The FA Cup, created in 1871, is the oldest domestic cup competition in world football, something that adds to its revered and cherished reputation. Founded by the English FA as a cup for entrants all through the league system, the FA Cup quickly became the famed prize it is today.
The growth of the game in England has seen the cup become something of a wonderful afterthought during a hectic and gruelling season. During the earlier stages, the FA Cup has been known to accommodate giant-killings and memories that last a lifetime. Yet for every David that beats a Goliath, there are murmurings of weakened teams and managers not taking the cup seriously. So what is the actual truth in the matter? It is somewhere in between.
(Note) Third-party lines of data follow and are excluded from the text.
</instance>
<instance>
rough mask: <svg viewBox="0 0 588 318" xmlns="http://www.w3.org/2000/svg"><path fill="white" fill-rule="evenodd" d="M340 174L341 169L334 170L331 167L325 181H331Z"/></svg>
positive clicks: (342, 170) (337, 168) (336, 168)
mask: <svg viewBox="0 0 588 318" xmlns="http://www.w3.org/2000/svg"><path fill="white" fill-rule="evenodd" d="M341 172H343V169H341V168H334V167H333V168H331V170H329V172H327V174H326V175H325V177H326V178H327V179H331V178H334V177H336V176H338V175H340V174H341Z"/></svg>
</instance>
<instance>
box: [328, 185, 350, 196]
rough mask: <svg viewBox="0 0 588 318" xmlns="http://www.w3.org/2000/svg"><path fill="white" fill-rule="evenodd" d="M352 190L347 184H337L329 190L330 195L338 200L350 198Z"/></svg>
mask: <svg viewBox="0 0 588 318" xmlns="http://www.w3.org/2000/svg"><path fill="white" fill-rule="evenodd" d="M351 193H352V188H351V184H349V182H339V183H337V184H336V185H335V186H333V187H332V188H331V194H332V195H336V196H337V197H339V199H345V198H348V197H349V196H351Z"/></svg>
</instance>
The cup started as a way to cook up interest in the national game by a newly founded association making its way in the world of football. A good way to garner interest is to offer a shot at glory of what would become a legendary cup.
The first year of the FA Cup, in 1872, had 15 teams participate initially. With clubs from Scotland make up some of the numbers, too. The teams that reached the final in the first year were Wanderers and Royal Engineers. As is was the early stages of association football, many of the teams we know today just didn’t exist. The method of the play we see today was very different, too.
Engineers, a club from the British Army, were applauded, despite their loss, for their revolutionary way of playing football. Passing the ball and using dribbling less was their way of changing the way football was played. Up until this period, and for some time after, football was seen as a team game in all but methodology. Yet even with their new approach, Engineers lost the game 1-0. The seeds were sewn for the future of English football.
Wanderers participation is not without story either, with their entry to the final based on the fact that Scottish team Queen’s Park were unable to afford the return fee of transport back to London for the second leg of the semi-final. By default, Wanderers went through and become the first winners of the FA Cup.
It is not one story that makes up the FA Cup, but an assortment of achievements, mistakes and triumphs from across the country that allows the minds of fans from all clubs to dream that this year could be their year. One club has won it more than any other. That club is Arsenal.
Arsenal Football Club has won the FA Cup a record 11 times, the last time being a 4-0 drumming of Aston Villa last season, a game that helped them over-take their long standing rivals Manchester United as the club with the most FA Cup wins under their belt. And it was these teams that took part in one of the all-time classic matches.
1999. 14th April. FA Cup semi-final. The two best clubs in the country, Arsenal and Manchester United, are battling it out to win the FA Cup, in a year which saw both teams finish in the top two positions, undeniably the elite of the English game.
Two incredible goals by David Beckham and Dennis Bergkamp saw the tie settled evenly at 1-1. The sending off of Roy Keane, and a late, late penalty miss by Arsenal ended up being the catalyst to probably the best ever goal scored in an FA Cup game.
Arsenal, chasing a goal and a lead to take them to the final, gave the ball away midway into the United half. Ryan Giggs, intercepting the ball with space to run into, weaves and slaloms through the Arsenal defence. Passing defenders with ease, he makes it to the penalty box before unleashing a fierce, unstoppable shot into the roof of the net passed a helpless David Seaman. United, going on to win the famous treble, scored the most famous goal to ever grace the competition.
During 1966, the year most famous for England lifting their first and only World Cup, was also a year for another first. Everton, facing Sheffield Wednesday, found themselves 2-0 down with just over half an hour to go. Clawing the score back to 2-2 through two goals by Mike Trebilcock, the Toffees scored a winner on 74 minutes to become the first club to come back from 2 goals down to win the FA Cup. Sadly this fact is rarely remembered because of the World Cup months later.
The FA Cup hasn’t been without its tragedy, though. At a FA Cup semi-final in 1989, Liverpool faced Nottingham Forest at Hillsborough. Because of poor policing and over-crowded terraces, 96 Liverpool fans lost their life in what is the largest stadium disaster in English history.
The FA Cup of today is seen in a different light to the times of past. Now, the earlier rounds are seen as a way to blood youngsters and help the youth academies grow. It is only when you see bigger teams get to the latter stages that their approach begins to change. The Premier League and the prize money it offers is becoming more of an incentive to clubs than winning a trophy, something that was once seen as the lifeblood of the footballing family.
One thing hasn’t changed, though. When the two teams meet in the final for the FA Cup trophy, all the stories, the past and the early round games will mean little-to-nothing. All that will matter is what happens during the 90 minutes at Wembley. May the best team win.